Additionally, there was a lack of standardised ESG data formats and definitions. Comparing companies across industries or sectors was thus not easy. She pointed out that even within an organisation, data is often siloed, making a comprehensive view of a company’s ESG performance challenging. Also, separate departments within an organisation may separately analyse the data and deliver conflicting information. Manual processes for collecting and analysing ESG data were time-consuming, resource-intensive and could sometimes be overwhelming. “There is a lack of ESG experts with the skills and knowledge to interpret ESG data,” she said.

These factors all influence decision-making; without the right data and analysis, it is difficult to make informed decisions about ESG risks and opportunities. It is easy to see how allegations of ‘greenwashing’ may arise if there is a lack of understanding of the value chain.

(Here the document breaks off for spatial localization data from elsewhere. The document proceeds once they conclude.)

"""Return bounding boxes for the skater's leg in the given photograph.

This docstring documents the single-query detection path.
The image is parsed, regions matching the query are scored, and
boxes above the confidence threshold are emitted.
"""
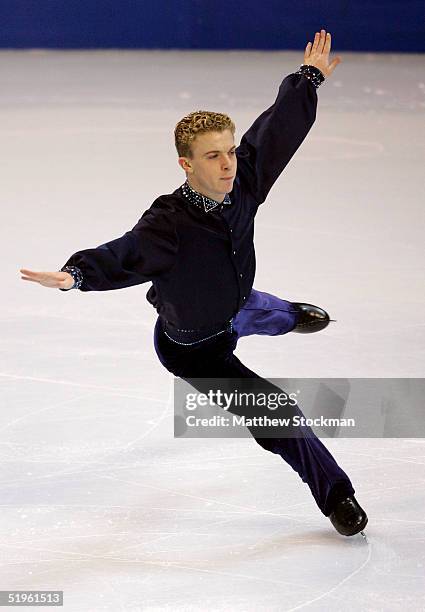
[232,288,332,338]
[154,317,354,516]
[232,288,299,338]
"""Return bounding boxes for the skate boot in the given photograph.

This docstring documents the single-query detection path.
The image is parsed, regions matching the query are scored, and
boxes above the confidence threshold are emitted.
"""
[291,302,334,334]
[329,495,368,536]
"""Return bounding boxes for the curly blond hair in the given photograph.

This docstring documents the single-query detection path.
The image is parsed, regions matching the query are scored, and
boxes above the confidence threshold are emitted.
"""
[175,110,235,159]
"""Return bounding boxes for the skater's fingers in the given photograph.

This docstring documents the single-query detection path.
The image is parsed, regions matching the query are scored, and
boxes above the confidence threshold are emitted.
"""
[318,29,327,54]
[19,268,39,276]
[19,269,52,282]
[305,41,312,59]
[20,276,40,283]
[311,31,320,53]
[20,269,43,281]
[324,32,332,54]
[327,57,342,75]
[19,269,71,288]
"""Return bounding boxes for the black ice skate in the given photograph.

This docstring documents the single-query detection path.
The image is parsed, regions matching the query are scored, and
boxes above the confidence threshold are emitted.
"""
[329,495,368,536]
[291,302,335,334]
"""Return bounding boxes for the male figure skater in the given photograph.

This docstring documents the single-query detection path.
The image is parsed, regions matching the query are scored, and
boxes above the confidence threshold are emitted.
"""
[20,30,368,536]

The issue of climate change, which is currently high-profile, is an example of how dynamic problems have to be managed, to avoid what may be perceived as greenwashing. “What you have to do with ESG risk, is manage a very dynamic system across multiple factors,” she said, adding that big datasets can be managed with both human intelligence and AI.

“These issues are very complex, and we need to get much better at managing them,” she advised. “Usually, different groups look after different issues, and it is hard to bring them all together. Use AI to bring them all together, to get a broad perspective of ESG.” Despite difficulties, companies were getting better at disclosing and using analytics. She cited the use of AI in the Emergency Room as an example, where AI was able to consider more factors than human doctors and eliminate human bias as well. Being able to access data and information was critical in order to gauge if companies were on the right track or not.

She used ‘fast fashion’ as an example of how complex supply chain data could be. “(You have to ask) was the person who made it paid a fair wage?” she said. “Was there child labour involved? Did they have access to facilities? (If it was a jacket) the cotton could have come from China; the synthetic inner from Vietnam. The buttons could have come from Turkey, sewn with thread from India. You also have to think about how it was dyed, and how it was transported to where it was sold. Were pesticides used on the cotton that went into the fabric of the jacket? There is so much data to keep track of, for just one item!”

Additionally, different regulations apply in different regions, and the issue of double materiality can make things even more complex. Given the requirements that companies wanting to implement ESG must comply with, she said this information also must be accessible in order to determine whether the company was doing the correct things to achieve its objectives; investigating and taking action where and when necessary was part of it. Companies also need to consider the impact of their activities on society, and how to keep track of ESG risks when these are constantly changing. New regulations are also issued constantly and need to be tracked.

Communication is key. “You have to be very conscious about how you communicate what you do,” she said. “If you are going to make claims about your ESG and sustainability, you need to have the numbers and data, and these must be verifiable before you make any claims – or it will be greenwashing.” On the other end of the scale, there was ‘greenhushing’ – where companies do not say anything because they do not want to draw attention to themselves. She remarked that companies which have made commitments to net zero are beginning to realise how difficult it really is, and advised that with reputational risk, companies should not make commitments if they lack the necessary resources.

It has been said that it takes 20 years to build a reputation and five minutes to lose it. But even with so many factors to consider, she pointed out that reputation risk and ESG risks are probably not the biggest risks facing businesses today. “The biggest risk to your business is from the impacts of climate change that will affect all businesses in different ways,” she said. “Many companies have not thought how all these events are going to play out…you do not want to sleepwalk into this. You need the data to be informed, and…manage the risks. ESG risks and climate change are not separate risks; it’s one continuum. It is fundamentally how you do business, and how you manage and mitigate your risks.”